In another set of experiments, the researchers engineered cancer cells to lack the protein NF2, which passes on the message inside a cancer cell when the activity of integrinα3 is changed. NF2 hinders the integrinα3 signal, so knocking it out significantly reduces autophagy in the cell. Importantly, it does so by slowing down the function of cellular structures called lysosomes, which are critical to the autophagic process, as well as to other survival pathways used by cancer cells. NF2-knockout-driven autophagic and lysosomal inhibition drastically reduced pancreatic tumor growth and triggered cancer cell death.

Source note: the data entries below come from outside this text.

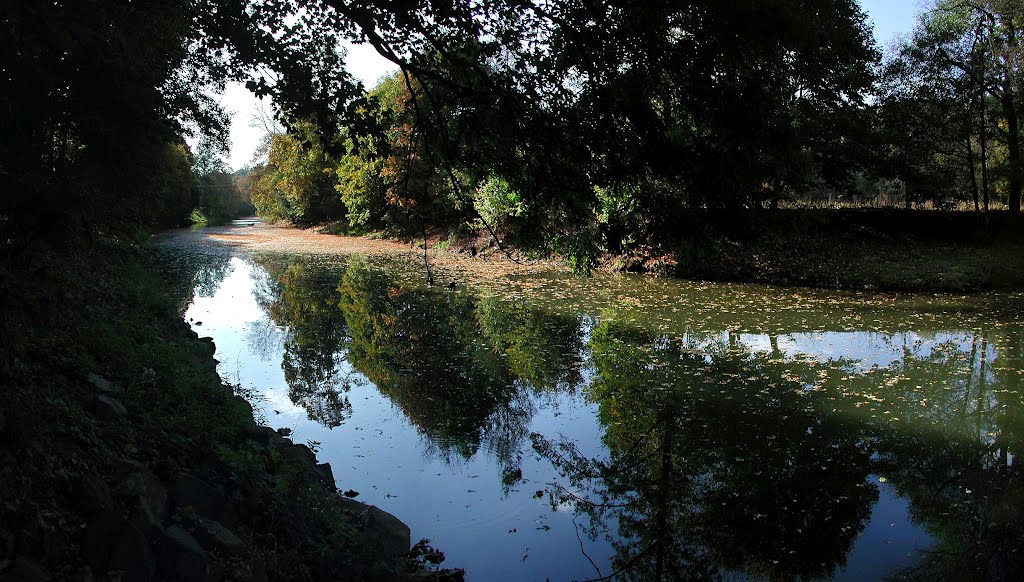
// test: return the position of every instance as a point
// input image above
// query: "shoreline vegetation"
(642, 132)
(125, 456)
(887, 250)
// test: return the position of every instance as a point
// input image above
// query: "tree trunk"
(1014, 138)
(983, 138)
(969, 150)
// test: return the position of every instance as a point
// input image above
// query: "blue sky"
(890, 17)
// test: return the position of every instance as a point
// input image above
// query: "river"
(535, 425)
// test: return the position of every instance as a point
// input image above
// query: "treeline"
(567, 127)
(611, 135)
(99, 98)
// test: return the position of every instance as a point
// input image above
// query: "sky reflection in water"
(551, 427)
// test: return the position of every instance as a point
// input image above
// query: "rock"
(189, 491)
(112, 543)
(299, 454)
(92, 494)
(108, 408)
(147, 496)
(180, 556)
(386, 537)
(214, 536)
(264, 435)
(102, 384)
(326, 472)
(25, 570)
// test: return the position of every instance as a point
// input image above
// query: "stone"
(146, 495)
(180, 556)
(109, 408)
(92, 494)
(102, 384)
(264, 435)
(326, 472)
(206, 500)
(299, 454)
(26, 570)
(214, 536)
(386, 537)
(114, 544)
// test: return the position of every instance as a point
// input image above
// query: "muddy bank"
(124, 456)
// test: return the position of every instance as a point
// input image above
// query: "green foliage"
(497, 202)
(296, 183)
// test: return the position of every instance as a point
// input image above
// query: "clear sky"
(890, 18)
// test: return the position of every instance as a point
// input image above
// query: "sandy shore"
(254, 236)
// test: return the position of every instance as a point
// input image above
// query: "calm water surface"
(547, 427)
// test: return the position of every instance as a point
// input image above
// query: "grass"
(891, 250)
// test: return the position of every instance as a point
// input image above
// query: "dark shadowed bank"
(123, 455)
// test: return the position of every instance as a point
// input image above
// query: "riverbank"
(125, 456)
(884, 250)
(875, 250)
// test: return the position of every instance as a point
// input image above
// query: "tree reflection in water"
(721, 457)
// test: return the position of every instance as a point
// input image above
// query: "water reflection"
(726, 459)
(739, 437)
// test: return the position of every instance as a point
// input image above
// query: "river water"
(547, 427)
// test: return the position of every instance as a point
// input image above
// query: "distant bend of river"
(538, 426)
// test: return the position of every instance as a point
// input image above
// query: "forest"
(772, 142)
(573, 128)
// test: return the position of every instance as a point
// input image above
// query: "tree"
(957, 76)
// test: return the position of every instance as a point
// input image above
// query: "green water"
(545, 426)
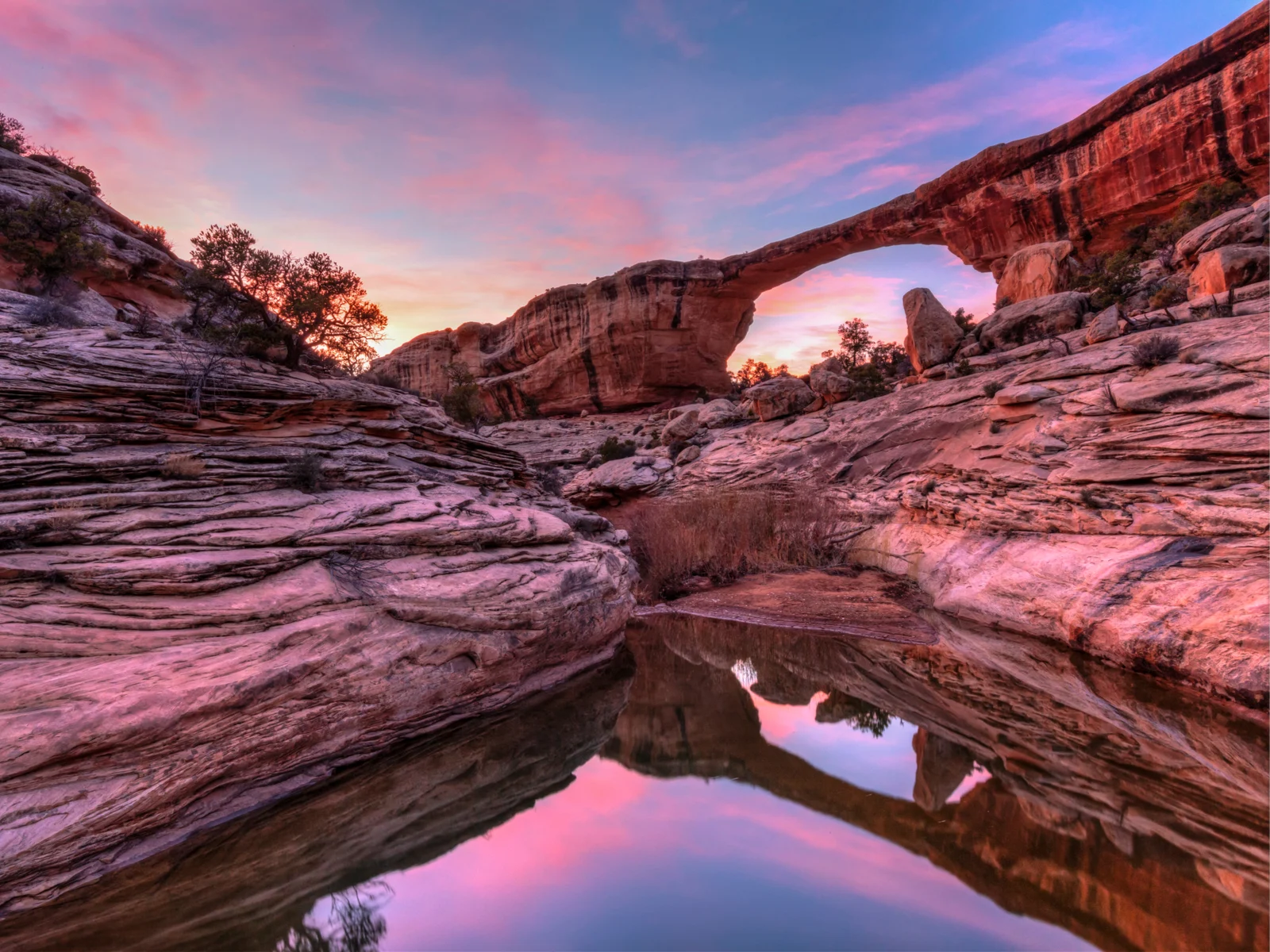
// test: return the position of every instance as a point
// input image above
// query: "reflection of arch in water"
(689, 716)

“Through integrating functional genomics and tumor-like 3D cultures, we show that human PDA cells regulate their autophagy levels by sensing the extracellular matrix (ECM) via the integrinα3-Hippo-YAP1 axis,” the authors stated. They also noted that current strategies designed to block autophagy are effective for a short time but then fail as cancer cells adapt. The newly reported results suggest that targeting both the ECM-mediated regulation of autophagy levels and lysosomal function might provide longer-lasting antitumor responses. “Overall, targeting the ECM-mediated regulation of autophagy levels could be leveraged to sensitize PDA to FDA-approved therapies,” the team stated.